A couple of years after government officials in the United States waded into the Takata airbag recall saga where millions of vehicles were affected, there is a significant number of cars that are yet to be repaired. Japanese auto manufacturer Honda is consequently taking the extraordinary step of using Facebook to assist in tracking down affected owners. In a statement Honda said it would be making use of Facebook Custom Audiences in order to reach owners of the affected cars. So far the defective Takata inflators have led to hundreds of deaths as well as injuries.
“To reach specific owners of affected vehicles, encrypted email addresses associated with recalled VINs are matched to Facebook UserIDs. When a customer logs into Facebook, they are presented with a custom message featuring the PSA in their Facebook feed,” said Hondain a statement.

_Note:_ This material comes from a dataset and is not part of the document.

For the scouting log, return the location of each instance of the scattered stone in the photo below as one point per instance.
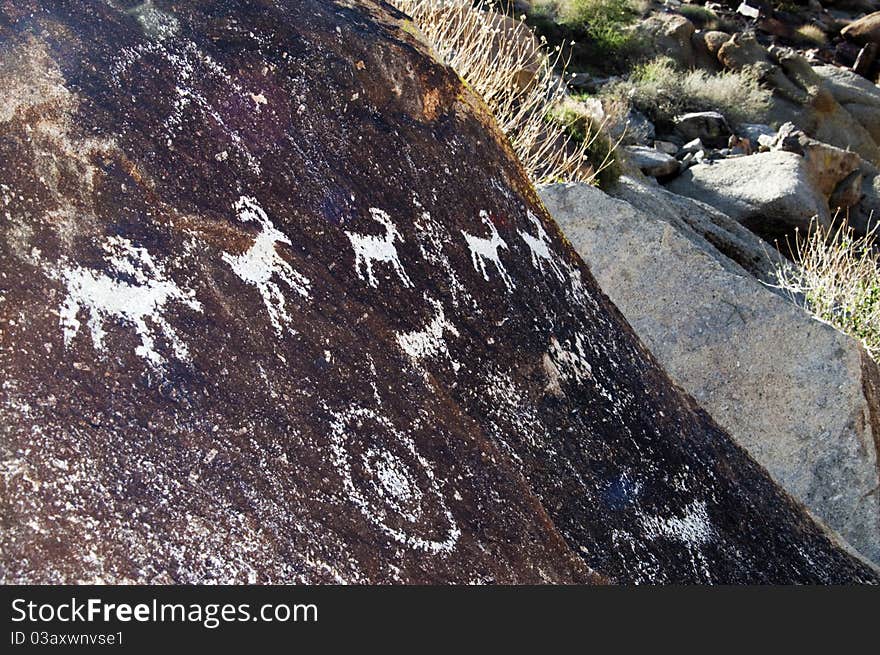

Public Service Announcement
Additionally the U.S. unit of Honda released a video which is calling on owners to ensure that their cars are inspected and where necessary repairs undertaken. In the video Honda used the services of Stephanie Erdman. Three years ago Erdman appeared before the U.S. Commerce, Science and Transportation Senate Committee to testify concerning the incident in which the airbag fitted on her car, a Honda Civic manufactured in 2002, ruptured and consequently caused the flying metal shrapnels to injure her eyes. According to Honda, the video will air on television.
It is a National Highway Transportation Safety Administration requirement for motor vehicle manufacturers whose cars are being recalled to inform affected owners via mail using the information obtained from vehicle registration records. Additionally vehicle owners can verify whether their car or cars are up for a recall by visiting the National Highway Transportation Safety Administration website and keying in the VIN – Vehicle Identification Number.
In a lot of case however, the letters are never opened or they never reach the intended recipients especially when they are sent to an address that is out of date leading to the affected cars never getting repaired. And with some recalls happening more than a decade since they rolled off the assembly line, it could mean they are in the hands of a second or third owner.
According to Honda’s Christ Martin, the Japanese automaker has replaced approximately 71% of the affected airbags in the United States. However there are about 4.7 million airbags that are yet to be replaced in the world’s biggest economy.